The Bitter-Sweet Story of Roshan Lal in Bijbehara
“My entire family is in Jammu but I feel at peace here.”
BIJBEHARA: An old house wearing a deserted and haunted look stands tall on the main road of Thajiwara village in Bijbehara, South Kashmir. The three storey house was once bustling with life and activity but now it has become a symbol of loneliness and gloom. Once housing 25 members of a Pandit family, the dilapidated structure is home to only one of its members now, Roshan Lal Pandit. Rest of the members either died or eventually left for Jammu.
Roshan Lal, a short sturdy man in his fifties is struggling to make his two ends meet. A radio mechanic for more than 30 years, he has stopped working due to some health constraints. He spends his days in doing small household chores and chatting with his Muslim friends and neighbors.
“My entire family is in Jammu but I feel at peace here. Recently I was in Jammu for a month for my daughter’s wedding but all the time I was thinking of home. One is not supposed to leave its roots/home, come what may!” Lal said.

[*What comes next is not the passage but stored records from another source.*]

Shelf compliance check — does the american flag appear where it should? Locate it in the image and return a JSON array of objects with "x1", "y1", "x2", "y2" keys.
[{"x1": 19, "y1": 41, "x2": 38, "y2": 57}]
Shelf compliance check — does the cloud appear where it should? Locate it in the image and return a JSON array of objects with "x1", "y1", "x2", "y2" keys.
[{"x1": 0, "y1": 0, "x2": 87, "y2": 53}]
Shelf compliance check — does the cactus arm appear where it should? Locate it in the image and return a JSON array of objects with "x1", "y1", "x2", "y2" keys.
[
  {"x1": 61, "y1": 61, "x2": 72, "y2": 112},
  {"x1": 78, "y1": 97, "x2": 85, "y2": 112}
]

He believes that most of the Pandits who left Kashmir in nineties were scared that something bad might happen to them. Some incidents of violence against Pandits did take place, creating an atmosphere of fear among the community. His own cousin who was a teacher by profession was labeled as a CID agent by some unknown persons, compelling him to leave Kashmir.
During the heydays of militancy in Kashmir, Roshan Lal along with his old parents lived peacefully, without any security for 10 years. He was allotted security by the state in 2000 only after the Chattisinghpora massacre, in which 36 Sikhs were murdered by unknown gunmen in Anantnag.
“At times, militants in large numbers would parade the streets like civilians do but I was never threatened or harmed by anyone. In fact many among them ensured my safety and motivated me to stay.” Lal said.
Living in the volatile south Kashmir which witnessed most of the violence and killings in 2016 mass uprising, Roshan Lal didn’t even think of leaving Kashmir a single time. When asked if he felt threatened by anyone, he said, “I have peacefully lived in far more turbulent times than the previous year, why would I feel threatened? Although one day a group of young boys from a neighboring village pelted a stone and broke my kitchen window but everybody knows they were drug addicts.”
Throughout the turmoil of the Kashmir conflict the villagers have stood by him. The camaraderie and mutual love Roshan Lal shares with the villagers keeps him going.
Beautifully dotted with myriad warm and sweet memories of communal love, Lal’s memoryscape has an ugly wound of human greed and state apathy which hasn’t stopped festering till date. More than a decade ago, a Muslim neighbor illegally occupied his land (approx. 3 kanals) and is still holding onto it. In a legal fight to get the land back, Lal enjoys the support of the entire village.
“I have invested lakhs of rupees and more than a decade of time in the case but nobody is listening to my pleas. I am on the verge of getting bankrupt.”
Lal sent the case to the State Forensics department some years back and got a report rubbishing the opposition’s claim over the property. The forensic report clearly states that the signatures on the papers are fake.
“The neighbor in collaboration with local officials has made newspapers of the land in 2009 with my father’s signatures on them while as my father died in 2004. I have documentary proof for that.” he said.
The neighbor, according to Roshan, has bribed the officials of local Tehsil, police station and courts who ultimately are making the case harder for him. Among all the bitter memories about the case, an incident happened which he says, he will never forget.
“They tried to get me killed by bribing a local militant commander with a bagful of money but he refused straightaway. The commander came to me later and assured me my safety and justice regarding the case.”
Only few months after the incident, the commander was killed in an encounter in South Kashmir. Lal has sent several letters of pleas to former Chief Minister Late Mufti Muhammad Syed, Prime Minister Narendra Modi and current Chief Minister Mehbooba Mufti but, he says, no response or help has been delivered so far.
“I have lost all faith in the status quo and have stopped voting in every election a long time back. Why should we put my faith in people who can’t deliver justice in any case, whatsoever!”